Кому приятно, если тебе возражают? Хотел было крикнуть княжич: «Славянский свет не кончается на полянах! Захотим – пойдем дальше: в родимичи, к кривичам на Ильмене. Земли эти не знают нашествий чужеземцев, смотришь, там и ждет нас благополучие». Но не успел. Кто-то силой пробивался сквозь толпу.

– Пустите к княжичу! Слышите! Пустите, должен ему что-то поведать.

Это был челядник Вепровой Зоринки. Сразу и не разобрал Богданко, тревога или радость затрубили в его сердце, когда узнал его.

– Пропустите его, – приказал вече и, когда челядник встал перед ним, спросил: – Что скажешь, вестник?

– А то и скажу: оставь, княжич, разговоры да иди за мной, бери желание свое, пока здесь, пока не ушло дымом.

– Постой. О ком речь, кого должен брать?

– Зоринку Вепрову… Уговорила меня, чтобы привез ее сюда, в табор, а пробиться сквозь толпу не может. Поэтому и засомневалась: не повернуть ли назад, раз так встречают? Должен был силой пробиваться к тебе: иди к ней, пока не передумала.

– Веди! – велел челяднику и не думал уже о том, что скажет вече, как посмотрит, что покинул вече ради девки. Обогнал челядника и сам стал прокладывать себе дорогу в толпе.

Увидел Зоринку в тесном кольце отроковиц. Девушка была испугана содеянным и в то же время казалась такой нежной, такой прекрасной, что у Богданки зашлось сердце и он на коленях застыл перед гостьей.

– Благодарю тебя, любовь моя, – поцеловал княжич подол ее одежды. – Благодарю за то, что прислушалась к голосу сердца своего и пришла на зов мой истосковавшийся.

– Как видишь, княжич. Преступила через обиды, боли сердечные, через мольбы матери и пришла. Если все то правда, что говорили послы твои…

– Правда, Зоринка. И не будем терять время. Пойдем на вече, и я скажу всем, кто ты для меня, кем будешь для меня в изгнании.

Зоринка засмущалась, когда проходили через толпу, однако и рада была, что все складывается как хотела. Даже приободрилась, когда поднялась на возвышение и предстала перед человеческим морем, которое заполонило Низинный Луг.
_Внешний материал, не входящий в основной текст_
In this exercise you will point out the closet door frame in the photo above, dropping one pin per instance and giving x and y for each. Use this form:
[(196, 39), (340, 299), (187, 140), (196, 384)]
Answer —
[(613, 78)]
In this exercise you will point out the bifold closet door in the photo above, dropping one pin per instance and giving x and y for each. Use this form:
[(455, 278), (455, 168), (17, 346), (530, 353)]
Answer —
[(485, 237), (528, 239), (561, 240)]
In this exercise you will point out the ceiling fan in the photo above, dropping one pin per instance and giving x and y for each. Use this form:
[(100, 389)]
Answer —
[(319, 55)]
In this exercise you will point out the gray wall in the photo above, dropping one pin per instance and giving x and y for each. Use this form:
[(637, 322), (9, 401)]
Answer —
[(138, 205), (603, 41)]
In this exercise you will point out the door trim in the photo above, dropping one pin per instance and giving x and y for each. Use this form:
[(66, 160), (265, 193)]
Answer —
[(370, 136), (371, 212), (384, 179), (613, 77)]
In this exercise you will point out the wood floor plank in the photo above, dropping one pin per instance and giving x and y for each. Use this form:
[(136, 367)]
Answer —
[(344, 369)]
– Братья! – громко обратился Богданко к людям. – До сих пор делился с вами своими тревогами, сейчас хочу поделиться и радостью: не один иду с земли Тиверской, беру с собой и ладу свою, Зоринку из Веселого Дола. Знайте, не по воле жребия – по велению сердца идет со мной.

– Слава и почет! – радостно и громко приветствовало Зоринку и ее поступок вече. – Слава и почет!

– Поэтому и соглашаюсь на радостях: пусть будет так, как хотите. Не встретим на пути своем землю, которая была бы и кормилицей, и мироносицей, сядем на той, что приютит и накормит. А чтобы продолжался род наш и там, в изгнании, вступаю в брак вот с нею, синеокой дочерью Тивери, и этим кладу начало роду нашему отселенскому.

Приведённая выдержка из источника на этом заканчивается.